Create digital folders on your computer. Save the best pictures from every vacation and event, separated by who is in the picture (cousins, friends, grandparents), so the process of selected pictures is organized.
10. Select invitations. Sometimes printing takes longer than you think, and you need to allot time for the envelopes to be addressed. Timing: 6 months in advance.
11. Limit group decision making. If you’re planning a bar/bat mitzvah, let your child make some decisions (from a range of acceptable options that you’ve already vetted) about what s/he really cares about (e.g., party favors, entertainment, their outfits), and you decide the rest. When planning a wedding, involve as few people as possible in the decision making.
12. Make a timeline. Write down everything you want to occur during the party and when.
13. Make a list of photos. Be very specific about the pictures you want the photographer to take. You don’t want to risk not having a picture of someone important to you.
14. Consider hiring a party planner for the day. It’s a small price to pay to be a guest at your own party!
15. The devil is in the details. Don’t underestimate the amount of time you’ll need to devote to details in the last month. You’ll need to finalize the headcount, select the menu, make sure your clothing is ready, and make table assignments.
16. Don’t sweat the small stuff. Something will go wrong, and no one will notice, and no one will care.
At least twice a week, I’ll find myself on a ladder in the uppermost recesses of someone’s coat closet pulling out a crushed shopping bag filled with the extra party favors from a party hosted five, ten, fifteen, or twenty years before. Now, it’s clearly garbage, but the interesting thing is that it was even garbage at the time the party was hosted. People are just too caught up in the moment to realize it.
Today, party favors have morphed into elaborate giveaways that cost way too much money and, in my opinion, are wasteful, not useful, and not necessary. Let’s take the trophy party favor as an example. It’s bad enough that children get a trophy for playing on a team or getting a haircut, but do we have to give them trophies for attending birthday parties? The trophy saying “I Had Fun at Ethan’s 6th Birthday Party” is definitely on my list of all time worst party favors. And it’s not just young children getting party favors. Bar mitzvahs and Sweet Sixteen parties now end with giveaways ranging from sweatshirts to pajamas to MP3 players. And, even adults attending benefits and bridal/baby showers receive party favors. Clearly, this trend has gotten way out of control.

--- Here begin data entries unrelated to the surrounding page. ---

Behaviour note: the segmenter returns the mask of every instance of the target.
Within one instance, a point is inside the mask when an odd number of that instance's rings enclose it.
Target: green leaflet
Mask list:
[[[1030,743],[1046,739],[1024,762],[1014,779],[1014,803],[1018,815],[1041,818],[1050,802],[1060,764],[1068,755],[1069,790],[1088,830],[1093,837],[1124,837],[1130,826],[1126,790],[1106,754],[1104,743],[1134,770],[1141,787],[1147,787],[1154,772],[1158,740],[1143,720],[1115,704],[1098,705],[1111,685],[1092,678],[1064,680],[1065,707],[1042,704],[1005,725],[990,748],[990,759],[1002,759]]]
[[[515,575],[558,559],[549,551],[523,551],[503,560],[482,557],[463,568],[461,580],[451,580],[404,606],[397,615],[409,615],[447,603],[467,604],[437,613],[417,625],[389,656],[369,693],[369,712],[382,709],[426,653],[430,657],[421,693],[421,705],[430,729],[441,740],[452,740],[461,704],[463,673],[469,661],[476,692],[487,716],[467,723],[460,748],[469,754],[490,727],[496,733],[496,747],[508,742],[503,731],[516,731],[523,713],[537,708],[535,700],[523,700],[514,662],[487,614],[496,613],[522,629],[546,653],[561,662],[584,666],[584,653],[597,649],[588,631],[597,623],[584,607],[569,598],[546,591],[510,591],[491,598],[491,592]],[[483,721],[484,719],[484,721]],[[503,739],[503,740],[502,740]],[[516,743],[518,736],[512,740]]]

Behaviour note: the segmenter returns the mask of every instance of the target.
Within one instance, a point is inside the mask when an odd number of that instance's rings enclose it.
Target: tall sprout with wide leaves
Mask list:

Let’s end the trend of giving party favors. You can start by eliminating party favors when you’re the hostess. Or, at least think edible and/or easily disposable. A bag of candy or an iTunes or Starbucks gift card work for everyone. Then, when on the receiving end, leave the party favor behind. Only take the favor if it’s given to you directly by the hostess. Then, follow the 24-hour rule: the party favor leaves your house within 24 hours. In the case of children’s party favors, this is plenty of time for your child to have fun with it, but not long enough to become attached to it. And for you, it’s just enough time to realize that you don’t need a chocolate lollipop shaped like a pacifier, a cheap picture frame, or yet another tote bag monogrammed with the name of a corporation or club. So, you get the message. Don’t give or accept party favors. Just say NO to the unnecessary expense, unnecessary clutter, and unnecessary effort!